Facilitating the production of original cultural content has been a major policy in boosting the nation's soft power. However, in recent years the market has undergone significant structural changes, and coupled with Taiwan's small scale of content production and market demand, this has led to a conservative turn in investors. As a result, finance and funding have become the biggest obstacles in the development of content.
Since taking on her portfolio, Minister of Culture Cheng Li-chun has actively worked to set up a financial system for the cultural industries. Aug. 30 saw the formal launch of the 2018 National Cultural Content Finance Elite Program, which aims to promote dialogue between content producers and the finance world. It is the first step toward setting up funding networks and creating a win-win situation for both parties.
In order to effectively introduce funding to the cultural industries, the Ministry has put in place a variety of cultural finance policies to improve the system. These have included the establishment of the Cultural Content Investment Project, laying out a model for the evaluation of intangible assets, developing investment and financing evaluation tools, and launching the Cultural Content Institute as an intermediary linking the government and the private sector.
In addition, the Ministry has made the Cultural Content Technology Project a "forward-looking project" aimed at midwifing an ecosystem for Taiwan's content creators and cultivating more exciting native intellectual properties and derivative creations.

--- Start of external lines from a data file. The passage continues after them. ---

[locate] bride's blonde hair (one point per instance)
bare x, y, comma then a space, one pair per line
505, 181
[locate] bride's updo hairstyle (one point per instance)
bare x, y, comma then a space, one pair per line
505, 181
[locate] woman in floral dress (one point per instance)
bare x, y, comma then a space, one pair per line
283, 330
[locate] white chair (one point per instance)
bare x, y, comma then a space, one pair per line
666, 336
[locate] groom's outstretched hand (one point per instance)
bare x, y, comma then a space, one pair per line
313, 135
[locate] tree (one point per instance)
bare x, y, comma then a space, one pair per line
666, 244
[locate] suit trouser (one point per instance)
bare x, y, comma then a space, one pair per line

The first two times the elite masterclasses were held, the focus was on the film and television industry; this time, the scope has expanded to cover all the cultural industries. The program that began today is in two phases. First up, heavyweights from various fields will serve as featured speakers, sharing from their wealth of experience, offering insights into global trends in cultural content, and boosting confidence in investment and funding.
The second phase will take the form of a camp focused on learning to make funding pitches, and will be held on Sept. 11 and 12. The camp will help participants understand the key issues facing the cultural industries in terms of profitability, as well as looking at cases from the perspectives of products, funds, sales, and marketing. Participants will also get involved with practical projects and fundraising exercises. Overall, the aim of the camp is to strengthen each student's ability to manage projects and handle integrated marketing.
Taiwan's cultural industries have already built up a head of steam, and now awaits the next period of explosive growth. Coupled with policies and tools to introduce funding, the Ministry is set to make use of this program to connect creators with funders by fostering a comprehensive boost in core competitiveness. The ultimate goal is to elevate the market share of Taiwanese works and create a robust industrial ecosystem with an eye to internationalization.